まさに天国から地獄。勝利は目前、ラスト3分のトラブルに泣いた中嶋一貴はスタッフに肩を借りてマシンを離れる

6月18~19日に開催された世界一過酷な耐久レース、ル・マン24時間

トヨタは自慢のハイブリッドシステムが実現する「燃費の良さ」を生かした戦略で、レースの主導権を握り、激しいトップ争いを展開。

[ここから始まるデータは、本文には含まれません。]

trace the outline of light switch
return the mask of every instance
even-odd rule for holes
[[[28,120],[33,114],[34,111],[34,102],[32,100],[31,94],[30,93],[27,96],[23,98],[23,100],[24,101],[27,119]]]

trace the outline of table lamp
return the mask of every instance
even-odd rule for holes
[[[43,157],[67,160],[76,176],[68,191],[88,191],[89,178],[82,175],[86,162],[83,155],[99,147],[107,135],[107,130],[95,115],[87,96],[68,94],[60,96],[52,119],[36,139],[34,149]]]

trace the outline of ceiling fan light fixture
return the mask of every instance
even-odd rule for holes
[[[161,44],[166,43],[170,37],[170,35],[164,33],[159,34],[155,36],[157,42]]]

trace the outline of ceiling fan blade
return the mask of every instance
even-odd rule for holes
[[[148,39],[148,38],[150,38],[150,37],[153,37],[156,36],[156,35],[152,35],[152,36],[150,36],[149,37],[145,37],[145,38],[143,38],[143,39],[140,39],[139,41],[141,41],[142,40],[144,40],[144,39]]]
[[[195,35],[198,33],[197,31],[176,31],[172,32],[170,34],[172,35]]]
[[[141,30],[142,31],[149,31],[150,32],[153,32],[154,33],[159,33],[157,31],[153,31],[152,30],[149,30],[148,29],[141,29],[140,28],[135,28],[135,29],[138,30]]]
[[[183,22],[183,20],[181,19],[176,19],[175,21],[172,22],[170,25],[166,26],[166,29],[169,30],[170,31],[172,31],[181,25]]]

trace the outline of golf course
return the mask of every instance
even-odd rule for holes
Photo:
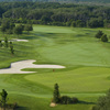
[[[96,38],[99,30],[110,38],[109,29],[38,24],[29,34],[0,32],[0,40],[7,36],[14,47],[14,55],[0,47],[0,90],[8,91],[8,102],[16,102],[18,110],[91,110],[110,88],[110,40]],[[26,61],[32,61],[30,66]],[[21,67],[11,73],[9,67],[15,63]],[[61,95],[77,97],[80,102],[50,107],[56,82]]]

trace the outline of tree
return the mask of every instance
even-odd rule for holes
[[[55,84],[55,85],[54,85],[53,101],[54,101],[55,103],[58,103],[58,102],[59,102],[59,97],[61,97],[61,95],[59,95],[59,90],[58,90],[58,85]]]
[[[22,34],[22,31],[23,31],[23,28],[21,25],[16,25],[14,28],[14,33],[18,34],[18,35]]]
[[[8,92],[4,89],[2,89],[2,92],[1,92],[1,103],[3,106],[3,110],[6,110],[7,97],[8,97]]]
[[[98,31],[98,33],[95,35],[95,37],[100,38],[103,35],[102,31]]]
[[[28,31],[28,33],[29,33],[30,31],[33,31],[32,24],[25,24],[25,25],[24,25],[24,31]]]
[[[102,41],[102,42],[108,42],[107,34],[103,34],[103,35],[101,36],[101,41]]]
[[[10,51],[11,51],[11,54],[13,55],[14,54],[14,50],[13,50],[12,42],[10,42]]]
[[[106,96],[98,99],[98,102],[92,107],[92,110],[110,110],[110,89]]]

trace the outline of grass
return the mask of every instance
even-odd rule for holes
[[[65,69],[25,68],[36,72],[28,75],[0,75],[0,89],[9,92],[9,102],[18,102],[19,110],[90,110],[110,85],[110,43],[95,38],[98,30],[108,35],[108,29],[80,29],[34,25],[34,31],[13,42],[15,54],[0,48],[0,68],[22,59],[36,59],[35,64],[56,64]],[[1,40],[4,35],[0,33]],[[10,35],[15,38],[16,35]],[[77,97],[78,105],[50,107],[53,86],[57,82],[62,95]],[[84,102],[82,102],[84,101]]]

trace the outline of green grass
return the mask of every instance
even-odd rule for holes
[[[36,72],[28,75],[0,75],[0,90],[9,92],[9,102],[18,102],[19,110],[90,110],[92,102],[105,95],[110,86],[110,43],[95,38],[98,30],[110,34],[108,29],[80,29],[34,25],[34,31],[13,42],[15,54],[0,48],[0,68],[22,59],[36,59],[35,64],[56,64],[65,69],[25,68]],[[0,33],[0,40],[4,35]],[[7,35],[6,35],[7,36]],[[15,38],[16,35],[10,35]],[[54,84],[62,95],[82,100],[78,105],[50,107]]]

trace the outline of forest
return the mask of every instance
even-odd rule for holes
[[[0,23],[47,24],[75,28],[110,28],[110,8],[58,2],[1,2]]]

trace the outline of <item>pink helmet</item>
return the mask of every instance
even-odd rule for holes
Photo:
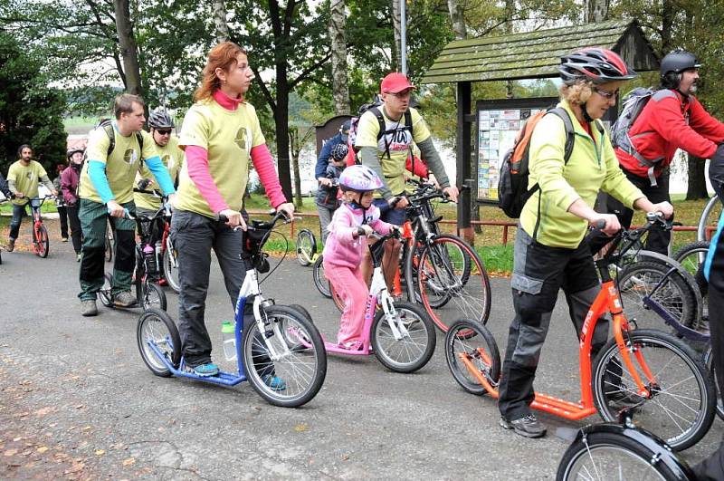
[[[367,166],[350,166],[339,176],[339,188],[343,191],[368,192],[382,188],[379,176]]]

しかし、誰もが勝利を確信したそのとき、トップを走る中嶋を悲劇が襲った。一体、何が起こったのか?(前編記事⇒『ル・マン、トヨタ激闘「23時間57分リタイア」涙の全舞台裏』参照

■「俺たちはみんな同じ船に乗っている」

中嶋はレース後、次のように話している。

「最後のスティントは11周。ともかく無事に、無事にと祈りながら、8周、7周、5周……と数えて……。でも、まさかあのタイミングで止まるとは思わなかった」

ちなみに、5号車のトラブルの原因はターボの過給圧を制御するコントロール系に異常が発生したといわれているが、レースから4日を経た今も正式な原因は不明のままだ。中嶋はさらにこう語る。

「残り約2周、ピットから無線で『クルマに優しくしろ』って指示された直後、ポルシェコーナーに入ったらアクセルを踏んでもパワーがなくて…そのままストレートでストップ。2014年もトップを走りながら残り9時間でリタイアしている。こんなことが続くと『自分が何か悪いものでも持っているのかな?』と思いそうになります。

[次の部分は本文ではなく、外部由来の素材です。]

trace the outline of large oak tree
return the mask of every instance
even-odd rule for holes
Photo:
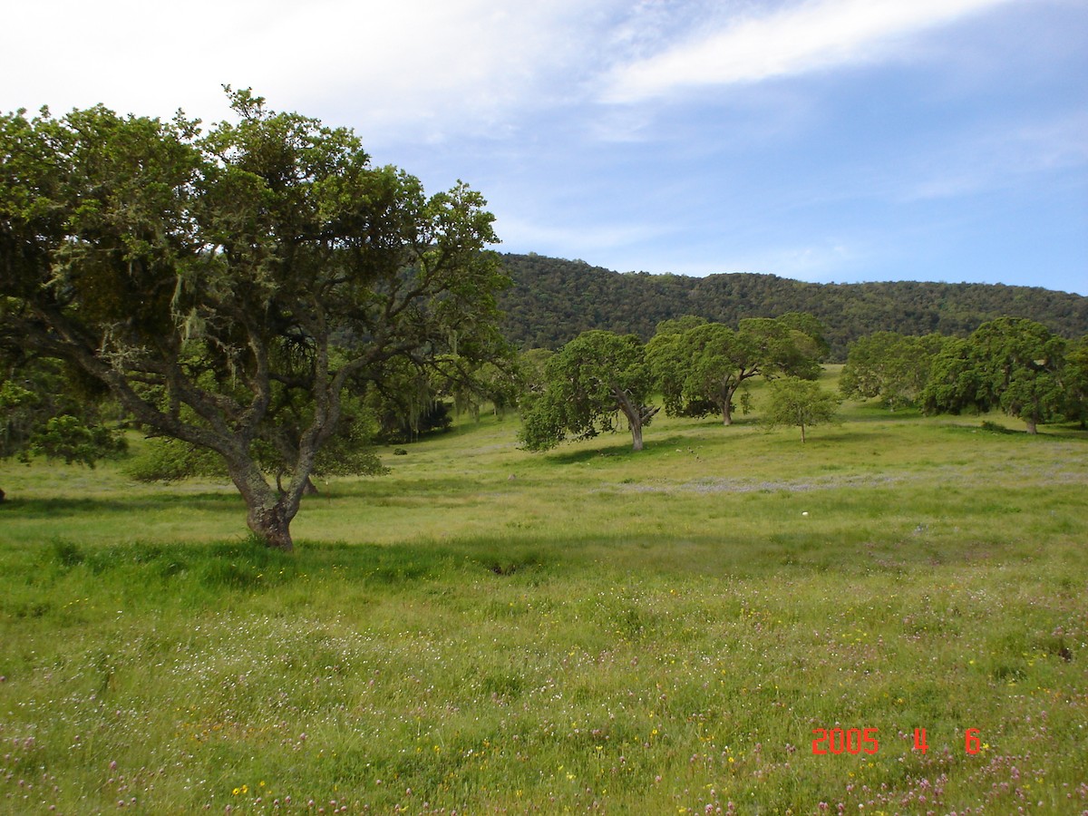
[[[547,450],[568,435],[583,440],[615,431],[622,416],[631,448],[642,450],[642,429],[657,413],[647,405],[652,387],[635,335],[583,332],[547,360],[543,387],[527,395],[521,443],[528,450]]]
[[[426,197],[350,131],[231,96],[236,119],[207,133],[102,107],[0,116],[0,343],[213,450],[250,529],[290,549],[344,395],[397,359],[492,356],[506,279],[478,193]]]

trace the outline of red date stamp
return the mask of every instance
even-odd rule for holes
[[[814,728],[813,733],[817,734],[816,739],[813,740],[814,754],[841,754],[843,752],[861,754],[863,751],[866,754],[875,754],[880,750],[875,728],[848,728],[845,731],[841,728],[832,728],[831,730]]]
[[[814,728],[813,754],[875,754],[880,750],[876,728]],[[963,750],[968,754],[977,754],[984,746],[977,728],[968,728],[964,732]],[[923,754],[929,750],[926,742],[926,729],[914,729],[914,750]]]

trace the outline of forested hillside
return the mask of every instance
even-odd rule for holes
[[[877,331],[965,336],[987,320],[1036,320],[1066,337],[1088,334],[1088,297],[1001,284],[816,284],[777,275],[688,277],[619,273],[583,261],[504,255],[514,286],[500,296],[504,331],[519,346],[555,348],[589,329],[648,339],[662,320],[697,314],[734,325],[741,318],[804,311],[824,323],[831,359]]]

でも、これもレース。ル・マン制覇という目標に『限りなく』近づいているのは確かなのだから、今は前を向くしかないですよね…」

と吹っ切れたような表情で語るものの、さすがに心に負った深い痛手は隠し切れない様子だ。トヨタTS050ハイブリッドの開発リーダー、村田久武氏は時折、言葉を詰まらせながらこう話す。

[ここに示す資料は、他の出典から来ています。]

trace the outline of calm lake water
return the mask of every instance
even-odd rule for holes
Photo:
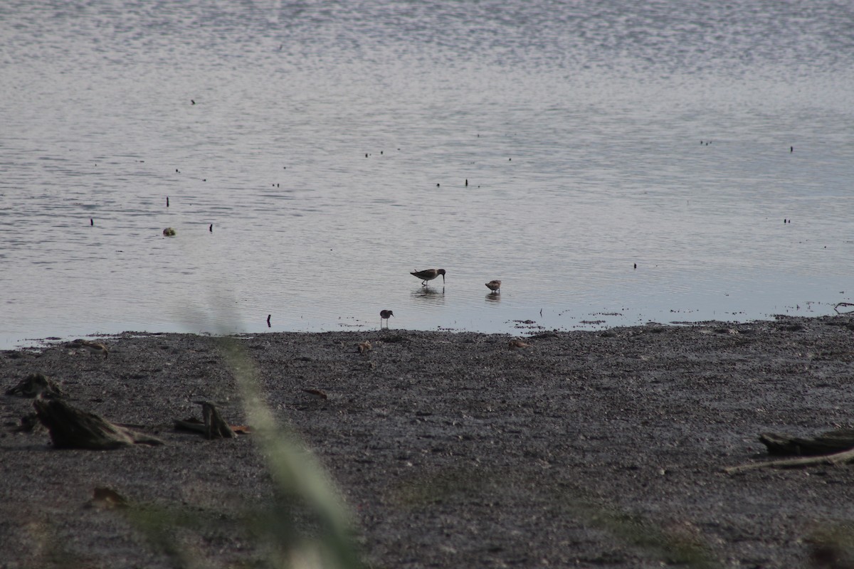
[[[833,313],[851,38],[805,0],[8,0],[0,348]]]

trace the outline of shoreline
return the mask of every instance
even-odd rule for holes
[[[32,399],[0,395],[0,566],[173,566],[126,513],[91,507],[96,486],[196,515],[176,539],[213,566],[264,557],[245,510],[276,492],[252,436],[173,428],[200,400],[244,424],[221,350],[137,334],[107,338],[106,358],[0,352],[3,392],[40,371],[73,404],[166,442],[56,450],[44,431],[14,431]],[[822,536],[854,519],[850,467],[722,472],[767,459],[761,433],[851,424],[854,316],[544,331],[515,349],[511,337],[234,336],[277,421],[336,484],[371,566],[808,566]]]

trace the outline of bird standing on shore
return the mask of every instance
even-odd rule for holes
[[[416,270],[409,274],[412,275],[412,276],[417,276],[419,279],[421,279],[422,287],[426,287],[428,281],[432,281],[439,275],[442,275],[442,283],[445,284],[444,269],[424,269],[424,270]]]
[[[104,358],[109,356],[109,351],[107,350],[107,346],[101,342],[92,342],[88,340],[75,340],[73,342],[68,343],[69,348],[73,348],[75,350],[85,350],[91,354],[97,354],[100,356],[103,354]]]

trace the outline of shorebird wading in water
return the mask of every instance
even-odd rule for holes
[[[426,287],[428,281],[432,281],[439,275],[442,275],[442,283],[445,284],[445,270],[444,269],[424,269],[424,270],[416,270],[415,272],[409,273],[412,276],[417,276],[421,279],[421,286]]]

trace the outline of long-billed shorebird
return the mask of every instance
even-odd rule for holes
[[[109,356],[107,346],[101,342],[92,342],[88,340],[75,340],[73,342],[69,342],[67,345],[69,348],[85,350],[89,353],[97,354],[98,356],[103,354],[105,358]]]
[[[442,283],[445,284],[444,269],[424,269],[424,270],[416,270],[409,274],[412,275],[412,276],[417,276],[419,279],[421,279],[422,287],[426,287],[428,281],[432,281],[439,275],[442,275]]]

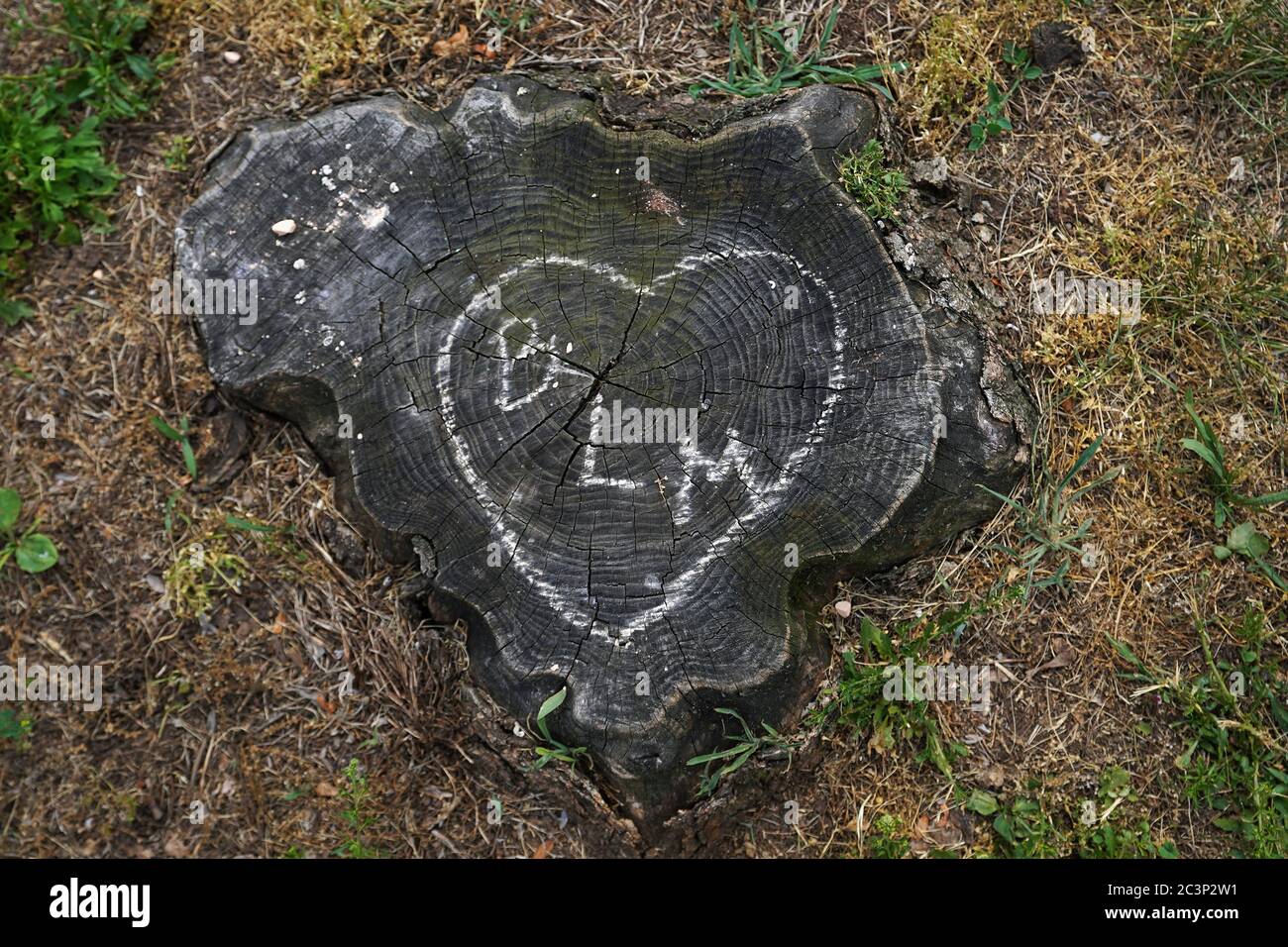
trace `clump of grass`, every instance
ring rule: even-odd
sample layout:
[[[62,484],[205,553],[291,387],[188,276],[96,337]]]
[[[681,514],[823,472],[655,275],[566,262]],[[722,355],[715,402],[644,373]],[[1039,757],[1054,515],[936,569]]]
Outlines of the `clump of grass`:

「過去にはル・マンのゴール30分前にマシンが壊れるという経験をした先輩もいるので、ラスト30分を過ぎるときは本当にドキドキしていて。あと1周だったのにね…。

レース直後はみんなショックで現実を受け入れられない感じだった。でもすべての責任は俺にあるから、まずはドライバーやチームのみんなに謝って回りました。

そうしたらみんな、『俺たちはみんな同じ船に乗っているんだから、ここから立ち直って来年は絶対に勝とうよ』って言ってくれた。

今はまだ気持ちが整理できないけど、ここで俺が暗い顔していたらいけないから、ともかく前を向くしかないと思っている。みんな全力で頑張ってくれたし、本当にすごいチームだったよね?」

「誰からも尊敬される敗者」

レース終了後、失意に沈むトヨタのガレージを、ポルシェやアウディをはじめとした他チームのドライバーや関係者が次々と訪れて、トヨタの素晴らしい戦いをたたえる。

「本当の勝者は君たちだ!」「君たちのつらい気持ちを自分たちも分かち合う」

こんなふうに励ましの言葉をかけていたのがとても印象的だった。

それはチェッカーフラッグのわずか3分前まで完璧と言ってもいい戦いを見せたトヨタに対するライバルたちの尊敬の念の表れでもあり、同じレースを戦う仲間としての素直な気持ちだったに違いない。

想像もしなかった事態に凍りつくトヨタのピットガレージ。現場の応援に訪れていた嵯峨宏英GAZOO Racing本部長は「この瞬間が来年のル・マンの始まり」とリベンジを誓う

「トヨタよ、敗者のままでいいのか。」

今季、こんな刺激的なキャッチコピーと共にル・マンに挑んだトヨタはまたしても「勝者」にはなれなかった。しかし、彼らはこの史上まれに見る激戦を通じて「誰からも尊敬される敗者」になったのだと思う。

もちろん、レースは勝ってナンボの世界。ラスト3分までどんなにライバルを圧倒しようと、勝たなければ意味がないという人もいるかもしれない。だが、トヨタが見せた23時間57分の勇猛果敢な戦いっぷりは、あの日サーキットを埋めた26万人を超える大観衆とライバルたちの胸に深く刻まれたに違いない。

「やはりル・マンは最後まで何が起きるかわからない。今年のトヨタは本当に期待していた以上の戦いを見せましたが、ここまできたら来年は絶対に勝ってほしい。そして、その先も参戦し続けなければ、あの世界で本当の仲間とは認めてもらえません」

こう語るのは今から17年前の1999年、「TS020」でル・マンに挑み、トップまであと20秒差と迫りながら残り30分でタイヤのトラブルに見舞われ、無念の涙をのんだ村田氏の「先輩」、元トヨタモータースポーツ(TMG)副社長の松井誠氏だ。

「こうして、ようやくポルシェやアウディから仲間として認めてもらえる『入り口』まで来たのですから、この先も継続して挑戦し続けることが何よりも大切です。ただ、まずはなんとしてでもル・マンに勝ってもらわないとね。じゃないとOBの僕も死んでも死にきれません(笑)」

悲願達成まであと3分間。来年のル・マンに向けたトヨタの挑戦は、あの衝撃の瞬間から始まっていると信じたい。最高のチームが見せた悔し涙を、「夢の続き」に変えてほしいと心から願っている。